[Twisted-web] xmlrpc blocking
Paul Warren
u3292467 at anu.edu.au
Mon Jul 25 03:45:28 MDT 2005
Rasjid Wilcox wrote:
> Hi,
>
> I've gone through all the xmlrpc examples I can find, and I see the use of
> 'defer.succeed(...)', but I'm clearly not understanding something.
>
> When I run some code that blocks, the whole server stops responding.
>
> I have:
>
> def test(foo):
> print "start test"
> sleep(5)
> print foo
> print "finish test"
> return 'Success'
>
> class Echoer(xmlrpc.XMLRPC):
> def xmlrpc_test(self):
> return defer.succeed(test('hello'))
>
> What should I be doing instead?
>
> Thanks,
>
> Rasjid.
>
For blocking code, you don't want to use defer.succeed()
something like:
def xmlrpc_test(self):
d = threads.deferToThread(test,'Hello')
d.addCallback(_cb)
return d
def _cb(self, *args):
print "Blocking call finished"
print args
is what you want.
The idea is to write non-blocking stuff if at all possible. But if you
can't, do it a different thread, and have callbacks (and error backs)

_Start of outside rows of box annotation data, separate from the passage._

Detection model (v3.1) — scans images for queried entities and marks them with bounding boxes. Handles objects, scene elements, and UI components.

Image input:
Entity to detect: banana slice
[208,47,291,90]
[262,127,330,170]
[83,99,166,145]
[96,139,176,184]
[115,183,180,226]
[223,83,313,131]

At least, that is the conclusion (confusion??) I've come to after
spending six months writing a fairly large twisted project interacting
with real-life hardware (http://agcentral.org/downloads/agdevicecontrol
if you're interested.
Hope that helps.
--
Paul Warren
ANU Supercomputer facility, Access Grid Projects.